Blake Bortles missed his final 9 pass attempts in 4Q & OT— Eric Edholm (@Eric_Edholm) October 2, 2017
From 6:06 in 2Q thru OT (46 minutes of football):
8/23 passing, 59 yards, 1 INT
One of the sequences that has had the most push back from fans was when the team decided to throw the ball three straight times six-yards from the endzone. I didn’t really have an issue with the team trying to throw the ball in that situation, and in fact Marrone and Bortles noted after the game that the Jets have a tendency to run blitz in those situations. Not only that, the previous week Bortles had three touchdown passes in the redzone, including a 5-yard touchdown pass and a 4-yard touchdown pass. He hit those the previous week, so why wouldn’t you try that against a team that is just going to run blitz anyway?

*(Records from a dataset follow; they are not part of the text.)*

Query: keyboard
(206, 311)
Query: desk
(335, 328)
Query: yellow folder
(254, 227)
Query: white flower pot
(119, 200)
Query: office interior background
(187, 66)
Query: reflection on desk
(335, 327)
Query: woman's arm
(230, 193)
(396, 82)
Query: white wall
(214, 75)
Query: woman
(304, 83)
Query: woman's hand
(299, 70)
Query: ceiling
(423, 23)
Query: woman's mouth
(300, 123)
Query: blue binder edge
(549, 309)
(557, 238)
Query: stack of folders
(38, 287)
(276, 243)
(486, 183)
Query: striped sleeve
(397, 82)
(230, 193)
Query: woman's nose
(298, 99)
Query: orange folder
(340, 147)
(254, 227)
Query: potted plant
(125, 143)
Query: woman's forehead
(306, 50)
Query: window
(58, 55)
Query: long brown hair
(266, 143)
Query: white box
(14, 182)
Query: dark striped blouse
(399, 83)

It makes total sense, except for the fact that you didn’t have peak Bortles this game, you had valley Bortles and he couldn’t hit the ocean from the pier. Sure, you probably should have made that adjustment in-game after the first pass into the endzone, but it’s tough when you think you’ve got the better matchup and the Jaguars had six-foot-seven Marcedes Lewis lined up on a safety.
There are certainly issues with the Jaguars play calling and personnel packages situationally, but devising an actual game plan with a quarterback as inconsistent at Bortles has got to be a nightmare, since he’s only consistently inconsistent and you legitimately do not know what you’re getting week-to-week.
The team already very clearly game plans to rely on the quarterback as little as necessary, but when you can’t even rely on that what are you supposed to do?